Been eating crap today.....anyone else!?


----------



## jazzmc (Oct 14, 2011)

2 Rolls and Bacon for Breakfast,,got better with 2 slice of Lemon sole and rice for dinner,,but then the fkn Ice cream van stopped rite outside the door,Big bag of Chocolate Buttons and 2 bags of Pickled onion crisps please lol


----------



## badly_dubbed (Nov 21, 2011)

Nope I've had

400g chicken at 10 am for lunch (Mexican lime marinade)

350g beef medallion

350g chicken breast (garlic and herb sauce)

High protein, moderate fat day zero-ish carb.


----------



## cub (Jul 14, 2011)

I'm a cheapskate so I'm waiting for it to be a weekday when the "any pizza, any size" deal is on  (they don't do it weekends)


----------



## anabolik (Aug 19, 2010)

I'm on 2000 cals pd and I'm hungry like the wolf.

On my second shake and an apple for the day. After that it'll be chicken and sweetcorn then boiled eggs and a shake then some more chicken after that.

Go me...


----------



## jaycue2u (Jul 23, 2011)

Woke up with a hangover, McD breakfast to sort it out, and just finished off a Dominos, today has been a bad day


----------



## Malibu (May 13, 2010)

Worse thing Iv had today is tuna pasta, which is worked into macros, so not that bad


----------



## Hayesy (Aug 15, 2011)

6 weetabix go knows how much milk

3 bacon some beans and scram egg

some jellys then some chrisp

had 3 nutri shakes aswell today...oh and a chicken wrap from maccies.......


----------



## DiamondDixie (Oct 17, 2009)

Cheat week :thumb:


----------



## milzy (Aug 9, 2010)

I might phone & order a mixed kebab. I've been to the gym today & not had much to eat, mainly porridge & a few eggs so shouldn't hurt.


----------



## Gary29 (Aug 21, 2011)

Diet has gone out the window today, **** off egg and bacon roll and two wispa golds, they're amazing! Gonna pull it back in line, got a couple of chicken breasts in the oven and some veg on the hob


----------



## Hayesy (Aug 15, 2011)

Gary29 said:


> Diet has gone out the window today, **** off egg and bacon roll and two wispa golds, they're amazing! Gonna pull it back in line, got a couple of chicken breasts in the oven and some veg on the hob


no chance double deckers **** all over w golds!!!
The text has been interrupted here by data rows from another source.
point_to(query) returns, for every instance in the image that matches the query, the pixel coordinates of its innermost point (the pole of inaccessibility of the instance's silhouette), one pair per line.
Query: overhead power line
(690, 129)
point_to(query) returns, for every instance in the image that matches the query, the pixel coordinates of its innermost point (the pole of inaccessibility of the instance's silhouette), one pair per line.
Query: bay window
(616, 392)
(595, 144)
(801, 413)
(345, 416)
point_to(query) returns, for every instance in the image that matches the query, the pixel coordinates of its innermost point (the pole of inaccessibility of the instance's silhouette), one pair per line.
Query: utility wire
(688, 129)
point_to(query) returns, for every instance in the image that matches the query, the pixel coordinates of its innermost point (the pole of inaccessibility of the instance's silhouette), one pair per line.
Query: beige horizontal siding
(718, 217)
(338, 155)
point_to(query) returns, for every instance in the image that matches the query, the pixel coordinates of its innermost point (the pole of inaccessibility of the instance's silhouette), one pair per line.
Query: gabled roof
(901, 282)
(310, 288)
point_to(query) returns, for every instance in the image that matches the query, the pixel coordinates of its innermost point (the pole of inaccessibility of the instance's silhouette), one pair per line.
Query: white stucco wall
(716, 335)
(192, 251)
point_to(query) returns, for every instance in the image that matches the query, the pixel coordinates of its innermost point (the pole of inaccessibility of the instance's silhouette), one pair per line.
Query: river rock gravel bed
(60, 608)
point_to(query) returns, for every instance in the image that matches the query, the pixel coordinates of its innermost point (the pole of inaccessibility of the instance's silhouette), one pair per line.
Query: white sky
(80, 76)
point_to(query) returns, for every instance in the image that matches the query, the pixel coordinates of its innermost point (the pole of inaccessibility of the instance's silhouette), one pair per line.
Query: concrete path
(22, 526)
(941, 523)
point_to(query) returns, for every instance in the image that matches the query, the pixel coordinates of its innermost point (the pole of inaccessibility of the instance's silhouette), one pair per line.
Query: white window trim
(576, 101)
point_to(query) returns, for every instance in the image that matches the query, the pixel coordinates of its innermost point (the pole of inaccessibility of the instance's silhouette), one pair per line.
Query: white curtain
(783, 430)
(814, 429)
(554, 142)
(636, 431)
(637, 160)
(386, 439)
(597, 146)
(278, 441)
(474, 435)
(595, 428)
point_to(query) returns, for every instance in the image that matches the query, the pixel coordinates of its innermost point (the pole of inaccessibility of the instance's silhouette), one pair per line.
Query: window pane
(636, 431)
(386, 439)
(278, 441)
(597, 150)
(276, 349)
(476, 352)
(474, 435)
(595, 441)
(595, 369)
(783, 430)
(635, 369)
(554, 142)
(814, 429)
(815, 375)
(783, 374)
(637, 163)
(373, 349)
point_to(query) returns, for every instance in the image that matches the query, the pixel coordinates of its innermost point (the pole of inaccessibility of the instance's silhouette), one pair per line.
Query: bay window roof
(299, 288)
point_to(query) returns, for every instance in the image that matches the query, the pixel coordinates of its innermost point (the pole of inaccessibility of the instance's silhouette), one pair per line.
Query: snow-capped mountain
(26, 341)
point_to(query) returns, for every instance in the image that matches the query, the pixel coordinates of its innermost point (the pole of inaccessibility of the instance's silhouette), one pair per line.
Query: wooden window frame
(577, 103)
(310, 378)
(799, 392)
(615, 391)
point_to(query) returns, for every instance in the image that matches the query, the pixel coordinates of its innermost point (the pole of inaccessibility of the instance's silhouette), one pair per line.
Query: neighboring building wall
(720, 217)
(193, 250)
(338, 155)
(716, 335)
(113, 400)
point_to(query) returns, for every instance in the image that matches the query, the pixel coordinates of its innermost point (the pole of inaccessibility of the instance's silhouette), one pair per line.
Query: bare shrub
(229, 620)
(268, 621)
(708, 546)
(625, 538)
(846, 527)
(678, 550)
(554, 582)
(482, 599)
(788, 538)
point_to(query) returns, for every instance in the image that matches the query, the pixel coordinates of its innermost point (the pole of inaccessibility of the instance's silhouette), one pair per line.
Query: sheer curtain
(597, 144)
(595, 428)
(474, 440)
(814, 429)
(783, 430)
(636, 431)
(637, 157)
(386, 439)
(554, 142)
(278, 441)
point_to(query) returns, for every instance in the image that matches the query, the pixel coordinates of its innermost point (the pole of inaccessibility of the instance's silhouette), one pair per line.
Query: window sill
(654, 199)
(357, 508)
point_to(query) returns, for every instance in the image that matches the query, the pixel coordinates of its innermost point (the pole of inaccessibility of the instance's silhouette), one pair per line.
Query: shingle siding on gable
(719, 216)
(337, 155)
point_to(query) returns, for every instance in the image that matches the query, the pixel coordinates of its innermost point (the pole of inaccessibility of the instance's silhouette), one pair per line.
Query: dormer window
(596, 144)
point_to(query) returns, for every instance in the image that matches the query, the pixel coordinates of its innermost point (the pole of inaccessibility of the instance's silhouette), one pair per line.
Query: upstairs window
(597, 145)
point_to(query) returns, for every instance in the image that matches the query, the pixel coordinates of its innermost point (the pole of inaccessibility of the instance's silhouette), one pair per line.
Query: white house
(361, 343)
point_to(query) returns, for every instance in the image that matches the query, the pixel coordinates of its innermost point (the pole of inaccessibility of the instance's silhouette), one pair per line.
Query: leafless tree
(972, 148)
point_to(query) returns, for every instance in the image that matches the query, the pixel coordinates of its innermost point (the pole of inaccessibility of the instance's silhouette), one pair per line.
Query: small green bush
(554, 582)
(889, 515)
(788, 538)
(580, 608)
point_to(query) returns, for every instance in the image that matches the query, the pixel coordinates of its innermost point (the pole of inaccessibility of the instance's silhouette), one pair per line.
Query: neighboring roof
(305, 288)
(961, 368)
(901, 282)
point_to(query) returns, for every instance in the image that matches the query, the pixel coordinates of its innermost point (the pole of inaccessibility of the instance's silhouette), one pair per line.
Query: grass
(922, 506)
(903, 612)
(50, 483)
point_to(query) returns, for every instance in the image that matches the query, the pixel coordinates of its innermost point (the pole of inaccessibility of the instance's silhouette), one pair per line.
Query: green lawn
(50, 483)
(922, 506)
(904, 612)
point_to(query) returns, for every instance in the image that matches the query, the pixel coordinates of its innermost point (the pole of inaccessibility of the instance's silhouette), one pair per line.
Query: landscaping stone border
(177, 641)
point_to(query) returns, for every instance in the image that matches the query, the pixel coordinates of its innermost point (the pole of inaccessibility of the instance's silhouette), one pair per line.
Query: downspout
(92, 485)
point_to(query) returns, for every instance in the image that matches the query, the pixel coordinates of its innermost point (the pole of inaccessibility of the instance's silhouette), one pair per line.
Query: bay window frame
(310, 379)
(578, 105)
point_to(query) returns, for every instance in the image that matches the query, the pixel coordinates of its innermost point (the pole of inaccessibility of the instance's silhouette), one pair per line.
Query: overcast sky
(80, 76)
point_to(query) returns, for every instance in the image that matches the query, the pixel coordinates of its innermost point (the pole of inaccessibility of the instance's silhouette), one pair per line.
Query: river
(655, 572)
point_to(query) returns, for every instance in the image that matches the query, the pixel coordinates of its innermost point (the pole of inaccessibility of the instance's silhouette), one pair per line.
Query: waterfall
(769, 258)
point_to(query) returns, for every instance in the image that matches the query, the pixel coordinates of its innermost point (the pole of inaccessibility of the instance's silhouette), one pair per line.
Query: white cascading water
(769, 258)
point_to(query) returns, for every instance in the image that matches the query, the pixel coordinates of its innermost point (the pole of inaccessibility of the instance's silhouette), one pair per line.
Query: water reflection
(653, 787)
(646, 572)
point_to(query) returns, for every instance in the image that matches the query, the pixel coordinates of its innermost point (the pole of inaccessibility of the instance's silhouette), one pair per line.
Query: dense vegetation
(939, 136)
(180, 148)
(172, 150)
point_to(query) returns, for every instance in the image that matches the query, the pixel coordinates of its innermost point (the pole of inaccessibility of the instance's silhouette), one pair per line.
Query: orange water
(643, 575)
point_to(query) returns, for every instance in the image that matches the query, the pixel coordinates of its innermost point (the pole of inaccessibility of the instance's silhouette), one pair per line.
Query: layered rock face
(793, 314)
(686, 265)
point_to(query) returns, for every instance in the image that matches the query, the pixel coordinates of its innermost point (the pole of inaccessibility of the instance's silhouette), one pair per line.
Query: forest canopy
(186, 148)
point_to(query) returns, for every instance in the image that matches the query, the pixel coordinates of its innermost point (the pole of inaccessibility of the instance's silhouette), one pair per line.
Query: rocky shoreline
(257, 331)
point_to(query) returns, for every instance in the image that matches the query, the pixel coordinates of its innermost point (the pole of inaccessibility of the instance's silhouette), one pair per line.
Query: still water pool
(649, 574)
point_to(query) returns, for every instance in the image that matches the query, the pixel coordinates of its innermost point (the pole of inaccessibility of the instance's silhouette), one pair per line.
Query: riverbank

oh sh!t yeah i had about 6 hob nobs as well:whistling:

i have just pulled it back smashed in some chicken then with brown rice nomore carbs tonight and fasted cardio in the morn!!!!!


----------



## greekgod (Sep 6, 2009)

started the day with 10 egg whites 2 whole eggs.. 60g oats.. then...

8 egg waffles and honey

1/2 roast chicken 4 spuds

300g turkey slices with tortilla crisps..

huge slice of watermelon...


----------



## AK-26 (May 29, 2011)

be good all week and have all sunday as a cheat day.

thats how i do it.

so far i have had

breakfast - full fry up

snack - fruit tarts and other fresh pastries from the patisserie

lunch - 2 1/2 pounders with southern fries

snack - chicken and mushroom pie and steak and kidney pie

dinner - just had some fish and chips

may have some other crap later on but its been a good cheat day :thumb:


----------



## Gorgeous_George (Apr 22, 2012)

anabolik said:


> I'm on 2000 cals pd and I'm hungry like the wolf.
> 
> On my second shake and an apple for the day. After that it'll be chicken and sweetcorn then boiled eggs and a shake then some more chicken after that.
> 
> Go me...


u must be STARVING!


----------



## 1Tonne (Jun 6, 2010)

Dinner was 300g chicken and half cup of white rice...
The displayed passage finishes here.